What Happened?What happened in these 20 years? Why did I fall through the cracks? What did I do to deserve this?
I find myself constantly asking these questions, and I can never find answers or ways out of my situation.
I'll start from the beginning, I'm a 20 year old student, and while not a virgin, I have never had a significant relationship. I mean one where you find happiness, share your innermost thoughts and feelings, and hell, just lay in bed be happy with who ever your with.
I feel like I've been left behind, growing up in a female dominated house, with the only source of guidance in girl problems being my alcoholic father. Throw in a home life full of grief and strife, and being picked on for numerous years, I can see how I never learned to "chase girls".

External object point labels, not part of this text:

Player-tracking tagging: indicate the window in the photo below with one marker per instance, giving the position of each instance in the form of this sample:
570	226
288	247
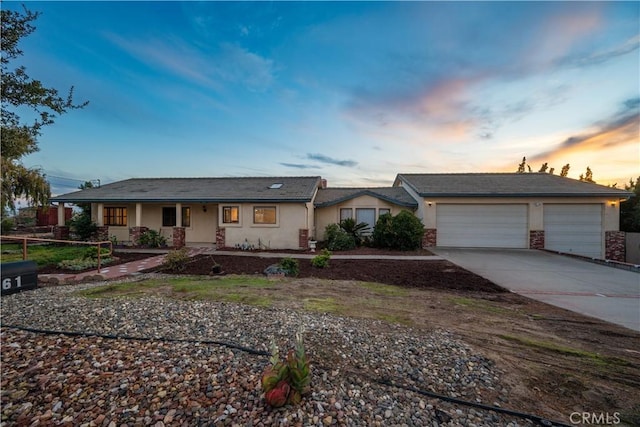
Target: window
368	216
115	216
169	217
230	214
264	215
346	213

Fast forward to age 20, I'm in college, and that's going well by the fact that I'm not failing out. I can never find anyone to go out with to meet girls in the first place (all my old friends either went to a different school, or just did what they normally did and not invite me out).
I tried a relationship, with a girl who few would call attractive, and was emotionally more ****** up than I am. After a few months of mental strife caused by this failed experiment, I leave her.
Lately it just has ben building up inside me. Today I just took it out on everyone around me and let more than a few tears loose. I can't take it, everyone finding someone and leaving me alone as time has proven to be the theme of my life.
If anyone reads this, can anyone give me some advice, some words of wisdom, or comfort? I just need someone to talk to, and I hope I found it.